Semua bidang di dunia ini memiliki keakhasan yang merupakan hasil bauran dari perbedaan dan persamaan. Ada prinsip-prinsip umum yang sama dan juga ada tehnik-tehnik spesifik yang berbeda. Karena itu, kita tidak bisa memakai pengetahuan dan pengalaman masa lalu seratus persen tetapi juga tidak bisa membuangnya seratus persen. Yang kita butuhkan adalah menggali dari yang lama dan memperluas yang baru. Meminjam istilah yang dipakai para ahli di bidang karir, kita perlu melakukan “stretching” pengalaman dan pengetahuan di masa lalu dan menjadi learner (membaca teori, mengoreksi praktek). Dengan latar belakang yang lebih “heterogen”, bisa jadi kita malah akan menjadi lebih unggul dari pemain lama yang latar belakangnya homogen.

4. Memperluas jaringan

Seperti kata Sun Zu, anda membutuhkan sekutu yang cocok, pasangan yang pas atau mitra yang OK. Tidak mungkin anda bisa memenangkan pertempuran dengan hanya seorang diri. Hanya memang perlu diingat, untuk mendapatkan yang cocok ini biasanya membutuhkan eksplorasi (pengembaraan). Di sini yang dibutuhkan adalah kehati-hatian dan keberanian. Hati-hati supaya anda tidak ketemu orang yang salah dan berani supaya jaringan anda luas.

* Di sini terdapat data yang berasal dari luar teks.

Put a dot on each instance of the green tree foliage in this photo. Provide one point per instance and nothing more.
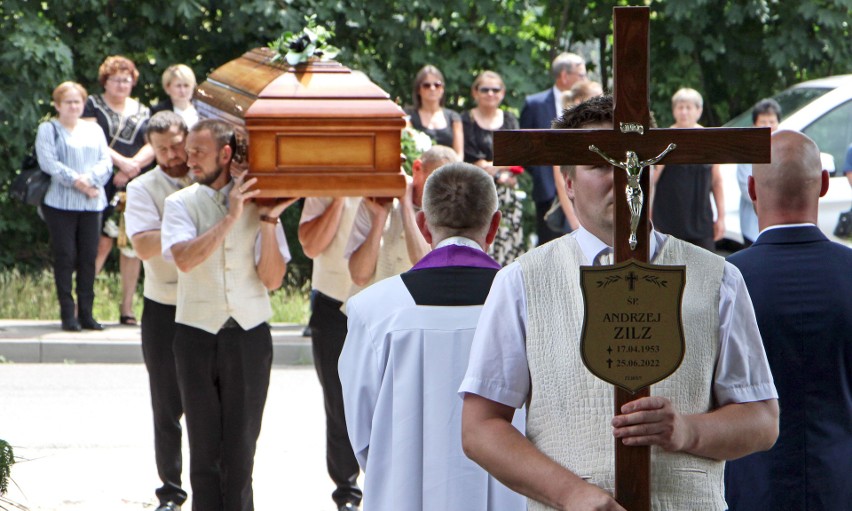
(733, 51)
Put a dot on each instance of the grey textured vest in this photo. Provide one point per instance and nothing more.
(570, 410)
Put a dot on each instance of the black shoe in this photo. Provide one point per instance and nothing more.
(90, 324)
(71, 326)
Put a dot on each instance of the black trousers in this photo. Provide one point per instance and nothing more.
(328, 331)
(544, 232)
(158, 334)
(223, 380)
(74, 245)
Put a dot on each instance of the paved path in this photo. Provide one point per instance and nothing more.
(44, 341)
(86, 432)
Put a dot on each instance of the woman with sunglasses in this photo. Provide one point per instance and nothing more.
(428, 113)
(123, 120)
(479, 125)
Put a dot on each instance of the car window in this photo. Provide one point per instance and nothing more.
(790, 101)
(833, 132)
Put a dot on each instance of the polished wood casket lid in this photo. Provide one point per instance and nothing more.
(316, 129)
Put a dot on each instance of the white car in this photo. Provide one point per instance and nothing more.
(822, 110)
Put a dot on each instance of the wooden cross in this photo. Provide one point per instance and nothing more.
(632, 116)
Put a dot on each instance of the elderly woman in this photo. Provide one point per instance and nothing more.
(179, 84)
(428, 113)
(479, 124)
(76, 156)
(122, 120)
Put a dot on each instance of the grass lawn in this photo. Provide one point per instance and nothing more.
(33, 296)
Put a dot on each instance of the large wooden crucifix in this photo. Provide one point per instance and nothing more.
(633, 139)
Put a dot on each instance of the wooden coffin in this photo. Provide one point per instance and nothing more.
(316, 129)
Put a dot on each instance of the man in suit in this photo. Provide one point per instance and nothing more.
(801, 285)
(406, 351)
(538, 113)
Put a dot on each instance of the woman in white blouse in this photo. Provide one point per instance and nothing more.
(76, 156)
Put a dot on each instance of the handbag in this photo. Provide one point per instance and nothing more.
(844, 225)
(30, 186)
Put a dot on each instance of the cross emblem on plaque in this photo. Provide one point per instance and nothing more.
(631, 146)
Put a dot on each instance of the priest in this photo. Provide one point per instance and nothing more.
(406, 353)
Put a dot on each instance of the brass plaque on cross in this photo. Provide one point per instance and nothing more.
(632, 329)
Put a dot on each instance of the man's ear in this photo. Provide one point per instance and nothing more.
(420, 218)
(752, 193)
(493, 227)
(569, 187)
(225, 154)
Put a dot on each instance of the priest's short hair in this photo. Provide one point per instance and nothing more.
(459, 199)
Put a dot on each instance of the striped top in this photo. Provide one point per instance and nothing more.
(65, 156)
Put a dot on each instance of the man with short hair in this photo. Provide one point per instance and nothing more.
(385, 241)
(801, 285)
(143, 214)
(681, 197)
(765, 114)
(539, 111)
(230, 252)
(720, 404)
(406, 352)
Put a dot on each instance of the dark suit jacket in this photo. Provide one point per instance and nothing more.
(801, 287)
(538, 112)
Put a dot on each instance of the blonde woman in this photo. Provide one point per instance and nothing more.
(179, 84)
(479, 124)
(76, 156)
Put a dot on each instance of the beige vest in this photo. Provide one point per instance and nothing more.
(331, 270)
(570, 410)
(393, 253)
(226, 283)
(160, 275)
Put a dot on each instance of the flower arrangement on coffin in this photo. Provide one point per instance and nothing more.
(413, 143)
(312, 43)
(7, 459)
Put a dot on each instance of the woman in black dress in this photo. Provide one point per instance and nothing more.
(123, 120)
(428, 113)
(479, 125)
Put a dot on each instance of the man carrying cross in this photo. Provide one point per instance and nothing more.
(720, 404)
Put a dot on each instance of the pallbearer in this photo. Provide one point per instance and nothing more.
(229, 252)
(146, 198)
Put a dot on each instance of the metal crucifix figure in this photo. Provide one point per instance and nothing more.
(635, 197)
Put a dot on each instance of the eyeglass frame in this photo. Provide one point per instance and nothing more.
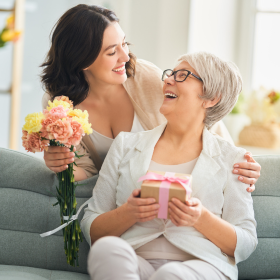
(175, 72)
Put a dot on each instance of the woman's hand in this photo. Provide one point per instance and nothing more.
(185, 214)
(141, 209)
(58, 158)
(249, 171)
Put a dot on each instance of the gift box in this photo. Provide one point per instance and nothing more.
(163, 186)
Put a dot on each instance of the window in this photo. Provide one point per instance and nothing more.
(266, 54)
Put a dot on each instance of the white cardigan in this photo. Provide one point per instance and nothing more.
(213, 183)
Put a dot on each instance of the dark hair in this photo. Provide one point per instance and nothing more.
(76, 42)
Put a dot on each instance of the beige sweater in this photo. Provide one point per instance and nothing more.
(145, 92)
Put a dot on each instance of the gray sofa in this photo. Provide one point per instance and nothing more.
(26, 210)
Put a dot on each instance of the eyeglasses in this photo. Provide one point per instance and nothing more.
(179, 75)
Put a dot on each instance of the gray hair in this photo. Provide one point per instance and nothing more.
(221, 79)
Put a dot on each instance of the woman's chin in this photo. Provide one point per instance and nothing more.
(164, 110)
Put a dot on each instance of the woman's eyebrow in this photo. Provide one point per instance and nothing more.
(112, 46)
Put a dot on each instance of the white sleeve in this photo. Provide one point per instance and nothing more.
(220, 129)
(238, 211)
(104, 193)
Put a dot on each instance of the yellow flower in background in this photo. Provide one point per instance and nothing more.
(33, 122)
(85, 124)
(7, 35)
(10, 21)
(78, 113)
(56, 103)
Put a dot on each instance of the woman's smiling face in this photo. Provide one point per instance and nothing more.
(109, 66)
(186, 103)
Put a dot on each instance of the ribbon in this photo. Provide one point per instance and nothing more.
(66, 218)
(166, 180)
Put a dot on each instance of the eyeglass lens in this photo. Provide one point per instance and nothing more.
(180, 75)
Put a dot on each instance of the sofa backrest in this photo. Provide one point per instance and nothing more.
(264, 263)
(26, 202)
(26, 187)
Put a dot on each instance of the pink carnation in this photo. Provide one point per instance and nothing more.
(49, 120)
(59, 130)
(58, 112)
(76, 137)
(32, 142)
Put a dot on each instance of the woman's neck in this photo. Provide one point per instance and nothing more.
(181, 134)
(102, 91)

Di lain pihak, ada baiknya juga kalau anda membuat semacam peta dukungan. Kenapa? Untuk usaha yang sudah mapan atau karir yang sudah mantap, biasanya kebutuhan kita terhadap kontribusi orang lain itu sudah terukur. Tetapi untuk yang baru merintis, biasanya banyak sekali kebutuhan yang tidak bisa kita cover sendiri dan tidak bisa pula dapat dicover oleh satu orang. Artinya, kita butuh banyak orang yang bisa menjadi sumber solusi, seperti yang dilakukan Henry Ford. Butuh apa saja dia punya orang yang bisa dihubungi. Kira-kira begitulah ilustrasinya.

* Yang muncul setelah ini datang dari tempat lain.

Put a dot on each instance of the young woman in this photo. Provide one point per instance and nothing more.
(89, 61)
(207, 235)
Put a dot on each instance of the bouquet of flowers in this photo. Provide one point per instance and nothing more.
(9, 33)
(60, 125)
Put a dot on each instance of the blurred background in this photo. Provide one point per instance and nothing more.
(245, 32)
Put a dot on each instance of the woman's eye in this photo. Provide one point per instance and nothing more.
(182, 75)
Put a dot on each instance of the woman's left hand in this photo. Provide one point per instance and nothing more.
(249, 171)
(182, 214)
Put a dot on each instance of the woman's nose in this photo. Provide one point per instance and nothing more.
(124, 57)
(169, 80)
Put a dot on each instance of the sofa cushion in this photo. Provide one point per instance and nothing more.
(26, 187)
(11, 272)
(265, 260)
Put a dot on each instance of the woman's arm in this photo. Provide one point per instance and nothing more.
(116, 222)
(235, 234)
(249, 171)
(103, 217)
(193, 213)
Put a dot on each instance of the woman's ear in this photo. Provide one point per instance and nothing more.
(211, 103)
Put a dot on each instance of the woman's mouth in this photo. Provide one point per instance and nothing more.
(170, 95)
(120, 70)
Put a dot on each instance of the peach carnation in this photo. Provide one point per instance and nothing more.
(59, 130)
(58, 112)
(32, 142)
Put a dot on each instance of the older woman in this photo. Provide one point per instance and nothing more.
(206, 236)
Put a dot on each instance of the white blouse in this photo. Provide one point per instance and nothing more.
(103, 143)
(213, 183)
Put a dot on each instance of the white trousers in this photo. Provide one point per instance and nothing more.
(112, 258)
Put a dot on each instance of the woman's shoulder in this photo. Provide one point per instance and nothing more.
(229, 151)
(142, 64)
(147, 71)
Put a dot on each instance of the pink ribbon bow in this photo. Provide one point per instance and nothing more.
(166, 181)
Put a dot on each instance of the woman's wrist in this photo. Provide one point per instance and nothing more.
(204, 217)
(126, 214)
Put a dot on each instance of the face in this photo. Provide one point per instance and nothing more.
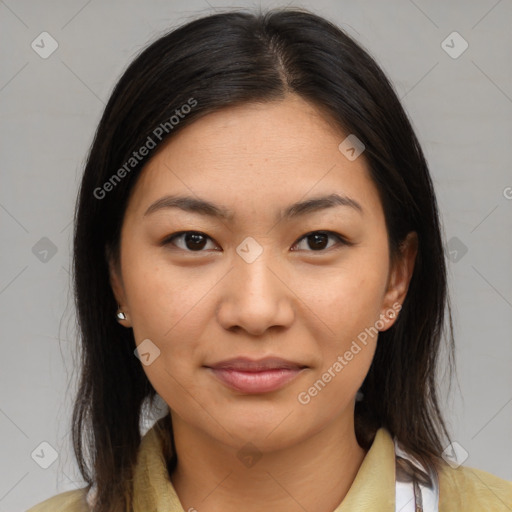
(310, 285)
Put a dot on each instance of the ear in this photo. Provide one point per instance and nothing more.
(398, 281)
(116, 283)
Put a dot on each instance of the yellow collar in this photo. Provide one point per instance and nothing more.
(373, 488)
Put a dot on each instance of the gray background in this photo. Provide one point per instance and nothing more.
(460, 107)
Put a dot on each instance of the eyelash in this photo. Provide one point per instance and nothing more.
(342, 241)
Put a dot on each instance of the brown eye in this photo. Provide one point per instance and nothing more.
(318, 240)
(192, 241)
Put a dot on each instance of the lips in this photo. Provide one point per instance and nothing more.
(246, 364)
(256, 376)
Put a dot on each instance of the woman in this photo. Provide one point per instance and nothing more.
(257, 242)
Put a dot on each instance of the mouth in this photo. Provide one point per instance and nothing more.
(254, 377)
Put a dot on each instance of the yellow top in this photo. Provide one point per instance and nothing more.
(461, 490)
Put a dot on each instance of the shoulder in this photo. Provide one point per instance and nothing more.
(471, 489)
(69, 501)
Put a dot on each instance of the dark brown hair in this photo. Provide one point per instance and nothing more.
(229, 59)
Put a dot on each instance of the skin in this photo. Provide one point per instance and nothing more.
(294, 301)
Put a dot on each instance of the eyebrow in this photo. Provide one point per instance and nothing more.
(207, 208)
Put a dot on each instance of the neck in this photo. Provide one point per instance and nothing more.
(314, 474)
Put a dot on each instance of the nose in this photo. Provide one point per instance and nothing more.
(256, 296)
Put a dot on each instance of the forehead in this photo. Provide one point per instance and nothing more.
(254, 155)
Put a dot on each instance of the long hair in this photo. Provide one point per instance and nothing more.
(208, 64)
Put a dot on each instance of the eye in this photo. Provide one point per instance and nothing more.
(194, 241)
(319, 238)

5. Gunakan “Cyberneticlike”

Ini adalah teori tentang model berpikir. Lawannya adalah “Robotlike” thingking model. Cyberneticlike adalah model berpikir yang menekankan pentingnya kecepatan dalam beradaptasi dengan lingkungan baru, stimuli baru atau perubahan baru dan kemampuan menemukan sumber informasi atau kemampuan mengumpulkan informasi yang kita butuhkan. Untuk orang / usaha yang sudah settle, sumber informasi dan jenis informasi yang kita butuhkan biasanya sudah ada standar. Tapi ini biasanya tidak berlaku untuk orang yang baru menerjuni bidang baru. Karena itu dibutuhkan kemampuan beradaptasi dengan kecepatan tinggi.

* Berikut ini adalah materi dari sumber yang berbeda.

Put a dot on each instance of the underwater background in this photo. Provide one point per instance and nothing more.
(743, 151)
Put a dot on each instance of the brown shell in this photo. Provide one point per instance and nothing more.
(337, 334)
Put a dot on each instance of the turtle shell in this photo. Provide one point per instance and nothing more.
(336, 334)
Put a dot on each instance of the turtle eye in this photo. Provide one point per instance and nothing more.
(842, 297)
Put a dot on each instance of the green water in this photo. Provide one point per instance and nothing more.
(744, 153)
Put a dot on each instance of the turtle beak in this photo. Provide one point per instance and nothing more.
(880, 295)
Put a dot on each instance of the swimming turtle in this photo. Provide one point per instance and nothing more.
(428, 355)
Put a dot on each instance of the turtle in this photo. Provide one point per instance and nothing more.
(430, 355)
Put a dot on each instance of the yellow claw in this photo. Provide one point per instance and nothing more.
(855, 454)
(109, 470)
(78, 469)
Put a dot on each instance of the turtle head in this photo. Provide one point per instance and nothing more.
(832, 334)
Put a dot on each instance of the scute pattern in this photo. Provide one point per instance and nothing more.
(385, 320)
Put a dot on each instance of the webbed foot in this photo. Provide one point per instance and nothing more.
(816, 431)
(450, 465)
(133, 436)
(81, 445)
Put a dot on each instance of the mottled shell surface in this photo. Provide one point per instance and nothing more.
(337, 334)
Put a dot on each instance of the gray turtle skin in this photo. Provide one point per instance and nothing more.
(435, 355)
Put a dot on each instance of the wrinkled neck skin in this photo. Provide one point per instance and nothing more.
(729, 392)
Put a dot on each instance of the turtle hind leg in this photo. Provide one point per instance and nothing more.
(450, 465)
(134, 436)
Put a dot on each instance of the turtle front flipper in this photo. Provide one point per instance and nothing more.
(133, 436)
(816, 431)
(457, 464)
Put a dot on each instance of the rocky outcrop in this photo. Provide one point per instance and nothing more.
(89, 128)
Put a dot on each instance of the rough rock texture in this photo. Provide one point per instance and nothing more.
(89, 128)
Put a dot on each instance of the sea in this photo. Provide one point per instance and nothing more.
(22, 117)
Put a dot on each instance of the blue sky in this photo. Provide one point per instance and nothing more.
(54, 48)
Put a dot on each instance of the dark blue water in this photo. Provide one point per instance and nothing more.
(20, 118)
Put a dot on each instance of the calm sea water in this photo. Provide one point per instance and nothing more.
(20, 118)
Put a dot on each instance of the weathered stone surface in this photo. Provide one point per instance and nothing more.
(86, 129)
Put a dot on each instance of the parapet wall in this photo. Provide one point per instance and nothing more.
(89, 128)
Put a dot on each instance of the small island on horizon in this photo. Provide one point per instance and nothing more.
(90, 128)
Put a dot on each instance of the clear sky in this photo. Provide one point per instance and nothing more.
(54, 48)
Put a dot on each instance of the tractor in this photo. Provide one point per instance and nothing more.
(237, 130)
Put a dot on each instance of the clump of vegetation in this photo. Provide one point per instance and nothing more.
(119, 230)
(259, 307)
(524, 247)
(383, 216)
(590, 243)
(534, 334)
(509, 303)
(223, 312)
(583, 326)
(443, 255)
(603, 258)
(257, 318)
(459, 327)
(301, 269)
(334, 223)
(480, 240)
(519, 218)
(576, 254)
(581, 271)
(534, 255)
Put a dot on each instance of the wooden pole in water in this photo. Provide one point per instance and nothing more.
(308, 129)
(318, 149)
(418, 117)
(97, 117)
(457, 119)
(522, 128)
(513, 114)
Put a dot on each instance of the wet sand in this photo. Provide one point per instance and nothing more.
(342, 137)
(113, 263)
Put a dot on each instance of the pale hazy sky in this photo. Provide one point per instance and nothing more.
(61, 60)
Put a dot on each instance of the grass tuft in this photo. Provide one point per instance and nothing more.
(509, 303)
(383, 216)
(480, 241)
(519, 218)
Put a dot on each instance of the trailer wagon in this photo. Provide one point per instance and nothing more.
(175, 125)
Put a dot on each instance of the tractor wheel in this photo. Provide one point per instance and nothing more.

6. Fokus pada kebutuhan dan masalah

Untuk usaha atau pekerjaan yang sudah mapan, kita punya banyak pilihan dan resource. Ibarat orang menembak, jika satu peluru meleset, kita masih punya cadangan. Tapi ini jarang terjadi pada usaha atau pekerjaan yang baru kita rintis. So, batasi keinginan, ambisi yang berlebihan dan khayalan yang muluk atau gengsi. Bila kebutuhan kerja masih bisa ditangani dengan peralatan lama yang masih layak, ya nggak usah harus beli serba baru. Bila lobi masih bisa dilakoni dengan cara yang pantas, ya nggak usah pakai cara yang “wah”. Jor-joran terkadang malah kurang bagus bagi kesehatan pikiran dan kemajuan usaha kita.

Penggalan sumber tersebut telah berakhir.